Quando chegaram a casa dela, tinham tanta vontade de se sentirem, de se amarem e se pertencerem que não chegaram ao quarto. O sofá do escritório foi seu leito de amor; os livros, quadros e bonequinhos colecionáveis, foram as testemunhas silenciosas dos sussurros, gemidos e suspiros de paixão; da maravilhosa agonia de encontrar o prazer nos braços amados. 

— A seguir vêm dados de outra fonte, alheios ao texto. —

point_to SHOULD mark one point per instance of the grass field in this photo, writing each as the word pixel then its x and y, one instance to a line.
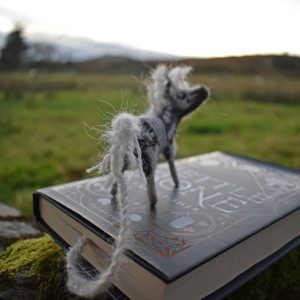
pixel 43 140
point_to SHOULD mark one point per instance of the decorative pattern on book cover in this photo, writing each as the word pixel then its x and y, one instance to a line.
pixel 221 200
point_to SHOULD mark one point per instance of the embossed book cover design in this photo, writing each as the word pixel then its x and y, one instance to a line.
pixel 222 200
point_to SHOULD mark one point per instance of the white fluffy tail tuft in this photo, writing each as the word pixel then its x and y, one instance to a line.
pixel 123 138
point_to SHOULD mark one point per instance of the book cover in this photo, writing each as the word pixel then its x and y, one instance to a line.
pixel 222 200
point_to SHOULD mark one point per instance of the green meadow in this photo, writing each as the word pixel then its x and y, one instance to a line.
pixel 43 139
pixel 49 134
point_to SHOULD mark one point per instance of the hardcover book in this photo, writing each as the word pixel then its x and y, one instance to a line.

Agora, sem o rompante da paixão e com o dia claro, passeou o olhar pelo cômodo com a calma e curiosidade de quem ainda é alheio ao ambiente. Diferente do resto da casa, que estava impecavelmente arrumada, aquele possuía a deliciosa bagunça da criatividade. Havia desenhos espalhados por todo o lugar, soltos ou emoldurados e um, em especial, lhe chamou a atenção. 

Era, sem dúvida, um retrato seu quando ainda cursava a faculdade e aqueles traços no papel a fizeram se sentir aquecida. 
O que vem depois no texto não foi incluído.